Dudley North visits North London: Learning When to Transliterate to Arabic. Mahmoud Azab, Houda Bouamor, 
Behrang Mohit and Kemal Oflazer. In proceedings of The 2013 Conference of the North American Chapter of the 
Association for Computational Linguistics: Human Language Technologies (NAACL/HLT 2013), Atlanta, USA, June 2013.

and can be downloaded at 

 http://www.qatar.cmu.edu/~behrang/NETLexicon/

This dataset is licensed under a Creative Commons Attribution-ShareAlike 3.0 Unported License (see LICENSE).

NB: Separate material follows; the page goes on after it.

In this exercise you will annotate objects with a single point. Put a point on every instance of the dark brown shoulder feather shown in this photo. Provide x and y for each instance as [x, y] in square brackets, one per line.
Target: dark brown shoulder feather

The dataset is divided into 2 categories each category has both training and testing files:

	-Training.wiki.txt: it contains the NEs extracted from wikipedia articles that we used for training the classifier.
	-Testing.wiki.txt: it contains the NEs extracted from wikipedia articles that we used for testing the classifier.
	-Training.news.txt: it contains the NEs extracted from newswire parallel corpus that we used for training the classifier.
	-Testing.news.txt: it contains the NEs extracted from newswire parallel corpus that we used for testing the classifier.

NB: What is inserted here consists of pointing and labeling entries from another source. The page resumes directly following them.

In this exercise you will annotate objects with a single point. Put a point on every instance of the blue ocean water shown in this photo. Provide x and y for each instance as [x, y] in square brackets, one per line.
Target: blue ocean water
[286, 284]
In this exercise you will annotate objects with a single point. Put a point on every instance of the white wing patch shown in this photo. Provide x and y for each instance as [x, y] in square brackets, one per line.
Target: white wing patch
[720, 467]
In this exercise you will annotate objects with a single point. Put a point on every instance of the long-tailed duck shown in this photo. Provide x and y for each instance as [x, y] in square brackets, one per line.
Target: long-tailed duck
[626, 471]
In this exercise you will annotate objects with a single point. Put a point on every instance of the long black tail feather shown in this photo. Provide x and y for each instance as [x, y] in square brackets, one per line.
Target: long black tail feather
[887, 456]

Each data file consists of 1 line per NE; each line has the following format


[ID]	[English NE]	[Arabic NE]	[NE label]	[Tokens decision] [Freeman score]

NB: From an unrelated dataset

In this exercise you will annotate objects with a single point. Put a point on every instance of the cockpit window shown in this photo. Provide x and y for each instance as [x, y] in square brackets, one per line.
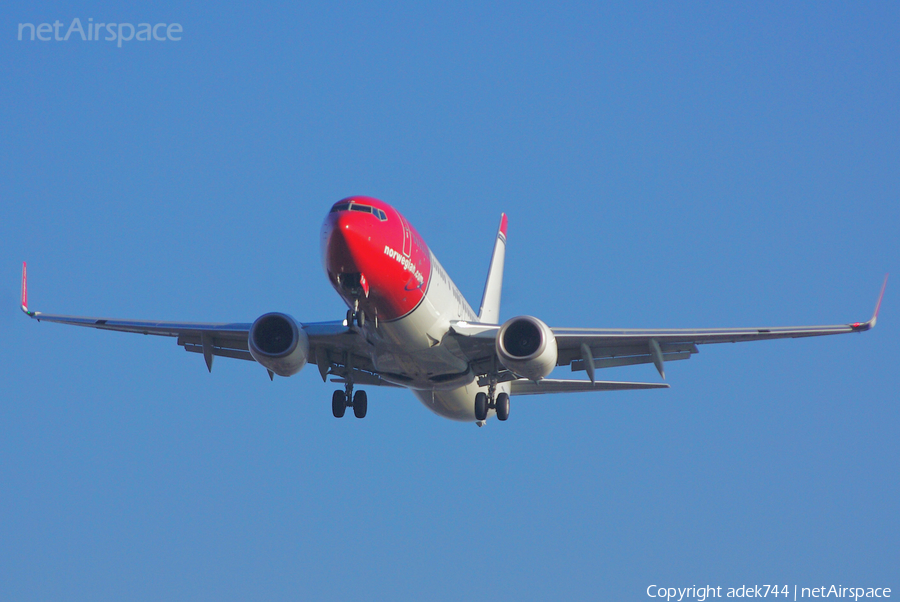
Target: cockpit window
[360, 207]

	- [ID]: It is the ID of the NE we collected from the corpus
	- [English NE]: The English NE tokens
	- [Arabic NE]: The corresponding Arabic NE tokens (UTF-8 encoding) 
	- [NE label]: The NE tag generated by the NE tagger (PERSON, ORGANIZATION, LOCATION or MISC)
	- [Tokens decision]: The decision of every single token in the NE wether it's 0 (translate) or 1 (transliterate)
	- [Freeman score]: The freeman score of every single token in the NE with its corresponding arabic one


For example:
	13296	  Nuker Team	فريق نوكر	ORGANIZATION	1 0	0.6 0.166666666666667	
	
	- [ID] --> 13296
	- [English NE] --> Nuker Team
	- [Arabic NE]-->  فريق نوكر
	- [NE label] --> ORGANIZATION
	- [Tokens decision] --> 1 0   (1 = transliterate 'Nuker', 0 = translate 'Team')
	- [Freeman score]: 0.6 0.166666666666667 ( 0.6 = Freeman score between 'Nuker/نوكر' , 
						0.166666666666667 = Freeman score between 'Team/فريق' )


For more info about the scores, please check the following publication: 

A.T. Freeman, S.L. Condon, and C.M. Ackerman. 2006. Cross linguistic name matching in English and Arabic: 
a one to many mapping extension of the Levenshtein edit distance algorithm. In Proceedings of NAACL/HLT.